Luxury brands switch to short leases and pop-up stores as Hong Kong’s rents drop amid record vacancy rate in retail slump
- Louis Vuitton is making the switch, with an Objets Nomades Collection show last month that exhibited furniture and homewares at the Pedder Building
- Sennet Freres returned to Hong Kong as a bespoke wedding gown couturier this month at the space left empty by La Perla in Causeway Bay

Some global luxury brands are switching to short-term leases and pop-up outlets in Hong Kong, taking advantage of cheaper rental charges amid soaring vacancy rates in what was once the world’s most expensive high street commercial property market.
“We have confirmed several deals for big brands to take up between 1,000 square feet and 10,000 sq ft in Central and Causeway Bay for a term ranging from 10 days to three months,” said Oliver Tong, head of retail at JLL in Hong Kong.
The short lease is becoming the survival tactic for retail brands, especially those at the higher end that suffer the most from disappearing foot traffic and vanishing mainland Chinese shoppers, to help them pull through Hong Kong’s worst recession on record and the city’s unprecedented retail slump. Vacancy rates in Central stood at 15.3 per cent in the first quarter while 14.4 per cent of available retail space stood empty in Causeway Bay.
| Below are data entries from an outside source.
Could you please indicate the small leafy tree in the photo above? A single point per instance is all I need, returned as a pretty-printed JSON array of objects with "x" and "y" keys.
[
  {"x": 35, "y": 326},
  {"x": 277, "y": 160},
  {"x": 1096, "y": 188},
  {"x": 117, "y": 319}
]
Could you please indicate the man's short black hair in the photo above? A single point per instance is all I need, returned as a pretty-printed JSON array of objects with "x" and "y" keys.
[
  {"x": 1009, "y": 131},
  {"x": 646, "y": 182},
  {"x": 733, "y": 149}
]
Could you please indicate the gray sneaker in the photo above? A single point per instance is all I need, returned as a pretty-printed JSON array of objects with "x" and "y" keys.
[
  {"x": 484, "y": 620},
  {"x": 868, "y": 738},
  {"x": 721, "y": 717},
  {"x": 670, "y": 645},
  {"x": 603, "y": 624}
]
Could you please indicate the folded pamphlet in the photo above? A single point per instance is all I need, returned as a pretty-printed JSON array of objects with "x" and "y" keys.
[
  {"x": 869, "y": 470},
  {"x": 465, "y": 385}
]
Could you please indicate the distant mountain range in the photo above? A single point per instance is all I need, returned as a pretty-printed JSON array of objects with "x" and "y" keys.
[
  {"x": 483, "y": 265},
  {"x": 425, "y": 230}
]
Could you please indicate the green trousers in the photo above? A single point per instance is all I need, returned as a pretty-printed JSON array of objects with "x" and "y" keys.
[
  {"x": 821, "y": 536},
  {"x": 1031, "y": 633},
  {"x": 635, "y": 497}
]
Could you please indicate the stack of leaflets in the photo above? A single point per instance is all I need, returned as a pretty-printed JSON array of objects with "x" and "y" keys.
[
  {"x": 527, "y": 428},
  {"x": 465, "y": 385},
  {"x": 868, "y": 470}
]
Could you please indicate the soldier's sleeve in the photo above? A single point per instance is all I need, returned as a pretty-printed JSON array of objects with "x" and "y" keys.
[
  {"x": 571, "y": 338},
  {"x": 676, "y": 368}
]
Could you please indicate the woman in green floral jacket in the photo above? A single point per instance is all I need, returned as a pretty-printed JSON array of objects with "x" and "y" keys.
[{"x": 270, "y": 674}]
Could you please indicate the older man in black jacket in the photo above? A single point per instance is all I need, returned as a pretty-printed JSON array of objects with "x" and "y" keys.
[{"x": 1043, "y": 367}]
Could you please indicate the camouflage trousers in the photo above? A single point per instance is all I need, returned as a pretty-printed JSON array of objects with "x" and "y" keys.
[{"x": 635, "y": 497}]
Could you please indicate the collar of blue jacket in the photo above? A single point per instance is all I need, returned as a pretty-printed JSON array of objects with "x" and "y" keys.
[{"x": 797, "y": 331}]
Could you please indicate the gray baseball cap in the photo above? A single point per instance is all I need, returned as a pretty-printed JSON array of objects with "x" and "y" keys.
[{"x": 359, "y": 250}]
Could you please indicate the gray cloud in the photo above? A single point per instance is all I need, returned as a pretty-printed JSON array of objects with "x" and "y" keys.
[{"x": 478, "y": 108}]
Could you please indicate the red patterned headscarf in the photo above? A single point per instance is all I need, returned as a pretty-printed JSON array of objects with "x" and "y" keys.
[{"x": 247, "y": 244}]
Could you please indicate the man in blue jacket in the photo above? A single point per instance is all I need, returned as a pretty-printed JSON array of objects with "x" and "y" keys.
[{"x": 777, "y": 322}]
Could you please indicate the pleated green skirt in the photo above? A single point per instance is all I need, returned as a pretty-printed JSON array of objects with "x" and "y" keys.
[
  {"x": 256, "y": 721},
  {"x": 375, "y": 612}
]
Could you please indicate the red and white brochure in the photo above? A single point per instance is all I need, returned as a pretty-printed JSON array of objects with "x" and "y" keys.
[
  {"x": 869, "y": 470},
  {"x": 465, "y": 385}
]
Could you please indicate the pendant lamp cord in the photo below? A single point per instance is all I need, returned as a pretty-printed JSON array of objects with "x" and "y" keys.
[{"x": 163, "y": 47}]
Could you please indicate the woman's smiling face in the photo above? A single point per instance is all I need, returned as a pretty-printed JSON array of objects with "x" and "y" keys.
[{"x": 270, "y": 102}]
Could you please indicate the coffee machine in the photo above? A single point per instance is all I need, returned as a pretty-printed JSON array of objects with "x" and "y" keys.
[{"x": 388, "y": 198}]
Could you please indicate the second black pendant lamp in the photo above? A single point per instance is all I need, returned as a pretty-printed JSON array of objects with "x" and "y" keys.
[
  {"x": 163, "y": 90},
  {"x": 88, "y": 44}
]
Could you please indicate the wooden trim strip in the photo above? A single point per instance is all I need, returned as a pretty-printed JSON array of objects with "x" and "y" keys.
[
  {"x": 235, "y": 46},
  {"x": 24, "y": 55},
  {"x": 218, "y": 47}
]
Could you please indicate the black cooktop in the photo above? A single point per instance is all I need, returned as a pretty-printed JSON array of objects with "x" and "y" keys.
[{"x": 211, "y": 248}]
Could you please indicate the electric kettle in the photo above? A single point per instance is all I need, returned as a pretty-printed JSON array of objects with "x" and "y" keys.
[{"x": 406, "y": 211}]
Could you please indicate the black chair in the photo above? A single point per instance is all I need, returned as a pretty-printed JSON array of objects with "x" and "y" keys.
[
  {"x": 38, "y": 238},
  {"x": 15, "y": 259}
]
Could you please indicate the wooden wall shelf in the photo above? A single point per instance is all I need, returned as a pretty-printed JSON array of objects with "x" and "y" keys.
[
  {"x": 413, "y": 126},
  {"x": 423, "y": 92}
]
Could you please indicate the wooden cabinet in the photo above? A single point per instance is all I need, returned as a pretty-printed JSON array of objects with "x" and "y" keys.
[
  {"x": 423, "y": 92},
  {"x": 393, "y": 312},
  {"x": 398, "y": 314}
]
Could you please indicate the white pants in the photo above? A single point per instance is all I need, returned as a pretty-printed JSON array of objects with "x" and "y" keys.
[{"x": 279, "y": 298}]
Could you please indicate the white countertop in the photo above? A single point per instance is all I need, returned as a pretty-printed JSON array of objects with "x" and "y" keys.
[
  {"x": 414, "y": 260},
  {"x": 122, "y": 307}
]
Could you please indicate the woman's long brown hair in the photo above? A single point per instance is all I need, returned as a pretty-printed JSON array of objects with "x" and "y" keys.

Hongkong Land, a unit of the conglomerate Jardine Matheson and the largest landlord in Hong Kong’s Central district, opened hybrid cultural and retail space called BELOWGROUND at the basement of its Landmark Atrium in March. The first show there, called Time Travel, featured local artists Afa Annfa and Chino Lam with the street artist Cope2 on the same floor as the luxury brands Dior Men, Kenzo, Gucci Men and Celine Men.